June 11, 2011
Pollen is one of the leading causes of seasonal allergies around the home. Each spring, summer, and fall, tiny pollen particles are released from trees, weeds, and grasses, causing seasonal rhinitis, commonly referred to as hay fever (nasal/sinus allergies). While many other allergens can easily be avoided, it is very difficult to avoid pollen, even indoors! Furthermore, individuals with pollen allergies can develop sensitivities to other allergens such as dust mites, pet dander, and mold spores.
Pollen are microscopic grains, typically round or oval in shape, that are shed by plants, trees, and grasses as part of their reproductive cycle. They can travel enormous distances when carried by winds - often several hundred miles! A single plant may produce millions of pollen grains per day.
Common allergy causing pollens in North America include:
- Redroot pigweed
- Lambs quarters
- Russian thistle (tumbleweed)
- English plantain
- Timothy grass
- Kentucky bluegrass
- Johnson grass
- Bermuda grass
- Redtop grass
- Orchard grass
- Sweet vernal grass
- Box elder
- Mountain cedar
Most colourful and scented flowers like roses do not cause allergies because their pollen is heavy and waxy, and is transported primarily by insects, not by the wind. In other words, it is less likely to be inhaled in significant quantities.
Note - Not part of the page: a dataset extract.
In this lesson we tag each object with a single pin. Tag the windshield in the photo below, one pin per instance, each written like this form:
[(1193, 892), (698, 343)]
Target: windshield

Pollen is readily transported inside your home by wind and airflow through open doors and windows, and on your clothes, or even on your pets. Once inside your home, it is easily stirred up and breathed into your nose, throat, and lungs, where it causes irritations that lead to a wide range of allergy symptoms including runny nose, sore throat, coughing, sneezing, watery irritated eyes, etc.
The best defence against pollen inside your home is a high quality High Efficiency Particulate Air (HEPA) filter
that is capable of trapping and containing the tiny particles. Such filters will also eliminate other allergens such as pet pander and dust mites that you may be more sensitive to during your hay fever attacks.